Thailand Faces Potential Market Shock Over US Tax Negotiations

Bangkok: IAA Secretary-General warns that if Thailand is taxed more than 20% by the US, it could significantly impact the capital and business markets.

According to Thai News Agency, the Secretary-General of the Investment Analysts Association (IAA), Mr. Sombat Narawuttichai, discussed the impending negotiations led by Deputy Prime Minister and Minister of Finance, Mr. Pichai Chunhavajira, with the United States regarding tax measures. These negotiations are expected to conclude by the July 9, 2025 deadline. There is concern that if the tax exceeds 20%, it could lead to a shock in both the stock and business markets. The situation in the city has already severely affected investor confidence.

Mr. Narawuttichai expressed optimism that the negotiations would not take long, given the approaching deadline. The market anticipates an import tax rate between 15% and 20%. However, a higher tax rate could create significant market disruptions. He expects a conclusion by the deadline but noted the possibility of the US imposing a certain level of tax with a potential extension of 30 days if negotiations are prolonged. The direction of the negotiations remains crucial.
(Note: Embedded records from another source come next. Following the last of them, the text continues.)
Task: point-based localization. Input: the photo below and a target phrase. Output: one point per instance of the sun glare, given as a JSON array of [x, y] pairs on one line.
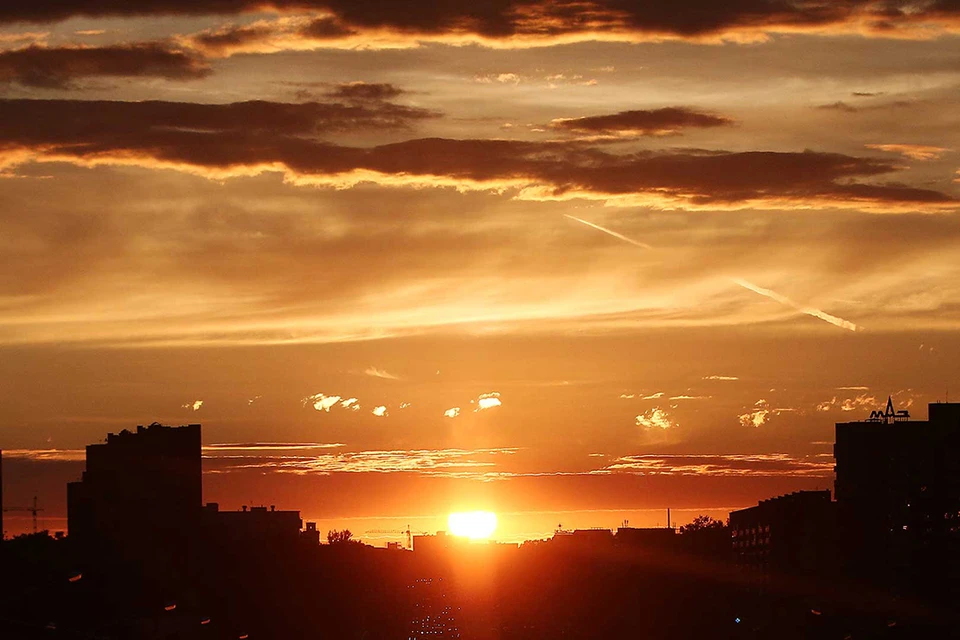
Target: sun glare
[[476, 525]]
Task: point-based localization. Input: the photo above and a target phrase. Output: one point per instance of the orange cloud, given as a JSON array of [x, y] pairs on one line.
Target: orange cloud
[[243, 139], [519, 23], [653, 122], [912, 151]]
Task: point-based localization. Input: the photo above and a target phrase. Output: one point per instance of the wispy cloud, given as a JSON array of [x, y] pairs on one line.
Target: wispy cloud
[[862, 401], [761, 413], [438, 462], [912, 151], [736, 465], [655, 418], [46, 455], [380, 373], [321, 402], [488, 401]]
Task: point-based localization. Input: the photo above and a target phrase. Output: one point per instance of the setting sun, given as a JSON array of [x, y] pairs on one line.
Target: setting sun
[[476, 525]]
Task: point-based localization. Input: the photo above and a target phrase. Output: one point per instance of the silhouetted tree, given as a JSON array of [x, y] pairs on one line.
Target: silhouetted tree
[[336, 536]]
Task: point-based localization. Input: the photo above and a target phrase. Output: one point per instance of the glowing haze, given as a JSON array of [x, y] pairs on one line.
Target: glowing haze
[[573, 263]]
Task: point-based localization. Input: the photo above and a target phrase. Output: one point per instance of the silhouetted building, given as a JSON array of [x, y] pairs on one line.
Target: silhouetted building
[[898, 497], [432, 545], [792, 534], [653, 538], [311, 534], [255, 525], [142, 487]]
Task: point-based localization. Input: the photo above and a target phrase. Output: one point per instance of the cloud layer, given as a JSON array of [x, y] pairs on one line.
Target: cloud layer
[[62, 67], [538, 22], [248, 138]]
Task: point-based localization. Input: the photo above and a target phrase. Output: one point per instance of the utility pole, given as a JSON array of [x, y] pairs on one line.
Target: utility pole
[[33, 510]]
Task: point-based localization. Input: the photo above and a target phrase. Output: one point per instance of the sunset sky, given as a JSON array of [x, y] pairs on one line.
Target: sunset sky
[[354, 240]]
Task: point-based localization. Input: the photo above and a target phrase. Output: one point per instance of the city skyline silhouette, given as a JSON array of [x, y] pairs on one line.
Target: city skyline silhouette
[[638, 318]]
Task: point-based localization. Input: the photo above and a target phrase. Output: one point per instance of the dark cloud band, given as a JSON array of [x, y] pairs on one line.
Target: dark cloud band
[[251, 137]]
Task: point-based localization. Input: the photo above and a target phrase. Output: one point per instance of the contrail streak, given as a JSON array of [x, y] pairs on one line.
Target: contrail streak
[[635, 243], [810, 311], [767, 293]]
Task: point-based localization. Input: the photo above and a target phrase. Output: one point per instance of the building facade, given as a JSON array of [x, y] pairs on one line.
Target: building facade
[[898, 498], [792, 534], [143, 486]]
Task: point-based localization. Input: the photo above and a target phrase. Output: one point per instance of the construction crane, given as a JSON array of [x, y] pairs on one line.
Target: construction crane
[[34, 509], [407, 532]]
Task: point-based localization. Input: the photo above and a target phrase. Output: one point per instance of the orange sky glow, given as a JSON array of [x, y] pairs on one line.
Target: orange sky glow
[[571, 263]]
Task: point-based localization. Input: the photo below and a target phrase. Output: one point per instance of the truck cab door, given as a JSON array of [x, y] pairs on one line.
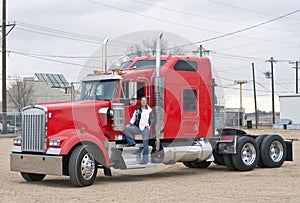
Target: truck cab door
[[190, 112]]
The political climate is another significant factor impacting investor confidence. The ability of the government to implement economic stimulus measures is under scrutiny. Although a reduction in interest rates could positively influence the market, investors must stay vigilant about various economic factors affecting the operations of listed companies.

Mr. Pithi Riyapol Kongwanich, a strategist from Bualuang Securities Public Company Limited, highlighted the impact of political developments on the stock market. The Constitutional Court's order for the Prime Minister to cease duties initially boosted the market as it alleviated fears of a coup. Political stability remains essential for further market recovery, which is not currently present.